With the name change, the fair itself shifted from being a purely local interest, to a global one. Reflections on such a title simply could not be confined to the city of Chicago. Not when much of the progress was embodied by the locomotives that delivered machine-age technologies to and from New York, Washington D. C., San Francisco, St. Louis, and the great host on North American localities. The century of progress was one in which regional distinctions had begun to lose significance and stability.

Poster: Skyride

One of the great successes of the fair was of a financial nature. The fair took place at no cost to Chicago taxpayers. "In financing-as in creating, as in color, as in architecture-A Century of Progress has planned boldly, executed audaciously and looked always into the future," (Official Guide Book). And well they should, for in 1928, when the corporation was formed, the pending future included economic collapse and financial depression.

Though they did not pay with their taxes, one hundred thousand citizens did voluntarily contribute $5.00 each to be a part of the World's Fair Legion. However, this money was set aside from the start and used only to pay the entrance fees of those same members. The rest of the money was contributed by prominent and wealthy philanthropists-to the tune of $12,000,000.

THE MONEY RAISED, and the plans for the fair laid out by the country's best architects, the managers knew they needed an exciting symbol of progress to open t he fair. The answer came from the astronomers, who discovered that light from the star Arcturus reaches the earth after forty years of travel through space.
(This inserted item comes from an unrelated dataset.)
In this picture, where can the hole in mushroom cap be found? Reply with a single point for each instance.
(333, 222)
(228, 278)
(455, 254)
The light that shined from that star over the White City Exposition would arrive just in time to power the fair. Using principles of the photoelectric cell, scientists captured the light from the star used it flip the switch that set skies ablaze over Chicago on June 1st, 1933.

House of Tomorrow

In the months that would ensue, the Fair acquired a good bit of lore, including the following story, which I recount from Suzanne Hilton's Here Today and Gone Tomorrow:

"On July 4, the fair advertised that Uncle Sam would make a parachute jump from an airplane. After an extra-spectacular burst of rockets and with the band playing "The Star-spangled Banner," Uncle Sam tumbled out of the plane. The searchlights followed his drop, waiting for the chute to open. When he plummeted straight into the water, the crowd murmured, "A dummy, of course."
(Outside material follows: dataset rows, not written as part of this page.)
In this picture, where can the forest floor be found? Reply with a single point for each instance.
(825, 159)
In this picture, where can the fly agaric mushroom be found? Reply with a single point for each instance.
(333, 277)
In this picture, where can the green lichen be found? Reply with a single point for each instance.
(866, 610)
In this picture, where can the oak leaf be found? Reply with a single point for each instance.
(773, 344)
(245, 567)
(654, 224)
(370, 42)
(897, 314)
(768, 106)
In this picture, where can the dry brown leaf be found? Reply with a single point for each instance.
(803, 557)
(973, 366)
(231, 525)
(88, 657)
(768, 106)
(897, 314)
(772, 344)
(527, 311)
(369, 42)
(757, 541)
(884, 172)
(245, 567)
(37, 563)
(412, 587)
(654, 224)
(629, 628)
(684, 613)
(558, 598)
But Little Joe Wilson was not a dummy. His body was found the next day. To the horror of the man who had hired what he thought was a parachutist, Joe Wilson turned out to have been only an unemployed actor who had never jumped before in his life." (Hilton 133)

Hall of Science

When time came for closing day on October 31st 1933, the crowds were still heavy and demand for the Fair was high. The Fair was extended an extra twelve days, during which time the managers decided to continue the Fair another year. So it was not until October 31st, 1934 that the gates finally closed. Only the Adler Planetarium, the Chinese Lama Temple, Fort Dearborn, and a few bridges were left behind. Those, and the multitude of images, messages and trinkets that visitors had carried home.